I recently run into a situation where my system would eventually stop logging and become very very slow. I traced all this to the mailbox of the Logger process containing around 2 million messages, which means the Logger had switched to “sync” mode and therefore all the calling code had become either extremely slow or just blocked forever.
This was using the default console back that was then handled by systemd on a CentOS VM.
I blogged about it and I proposed that the design of the Logger has severe limitations, which I think I observed. I think instead that the Logger should drop messages if the backend can’t handle them on time (and just add a synthetic message so that people can see it happened).
I’m not sure if I need to open an issue, go to the mailing list, so I start here…
That isn’t really true. In the Java world, for example, the norm is for configurable fixed-size buffers to be used to drop log messages when the production rate exceeds the rate they can be processed. Nobody wants an application that falls over because of logging.
Log messages should always be considered indicative, not canonical and created with the understanding that they are lossy. If you want transactional semantics, you need to look to another tool.
When we designed Logger, we made sure it wouldn’t run into some of such situations. There is an application that was created when Lager was first designed that reproduces such situations and Logger is resilient to it.
We borrowed a lot from Lager, such as the sync/async behaviour that you blogged about.
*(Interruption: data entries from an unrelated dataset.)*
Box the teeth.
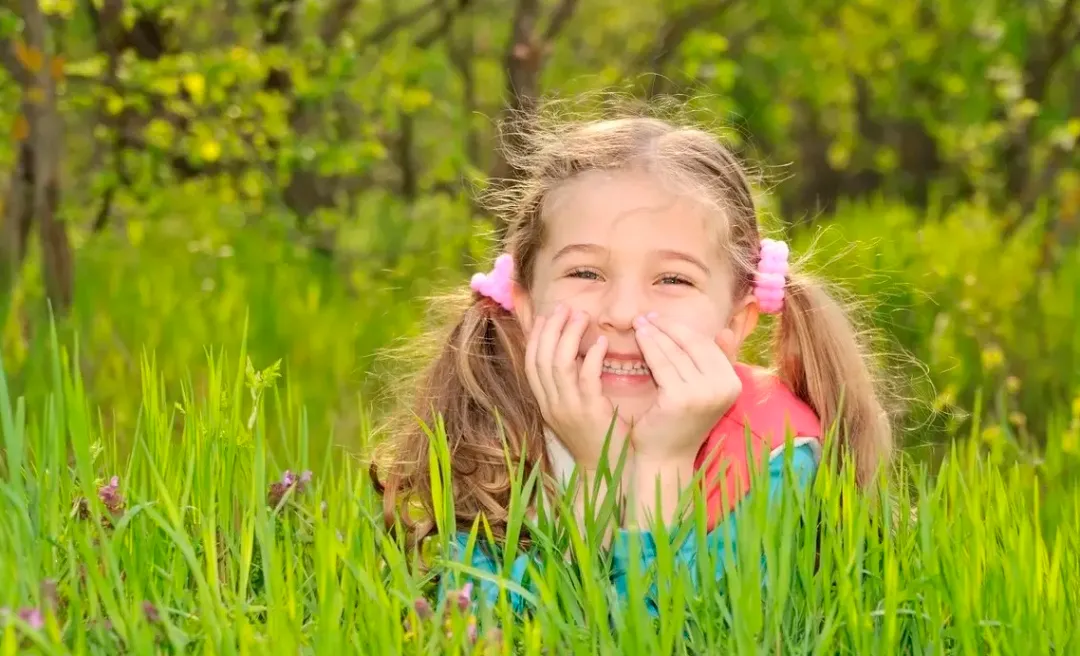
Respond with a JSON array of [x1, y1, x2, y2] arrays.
[[604, 360, 651, 376]]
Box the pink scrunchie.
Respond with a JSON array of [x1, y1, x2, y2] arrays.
[[754, 239, 788, 314], [469, 253, 514, 311]]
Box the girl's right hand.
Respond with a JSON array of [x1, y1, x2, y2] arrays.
[[525, 305, 626, 471]]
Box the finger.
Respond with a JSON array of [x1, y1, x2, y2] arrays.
[[537, 306, 568, 406], [640, 318, 708, 383], [554, 310, 589, 403], [525, 317, 548, 409], [634, 322, 684, 388], [578, 335, 607, 401], [648, 312, 726, 374]]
However, the sync behaviour is only useful if the same processes are logging over and over again. I am imagining that in your case you have newly spawned processes doing the logging and it is clear now that this back-pressure does not really stop new processes from being created.
It seems Lager already has mechanisms to handle those cases and we should probably follow their footsteps once more. Would you be so kind to open up an issue? I want to work on this ASAP and include a solution on v1.6.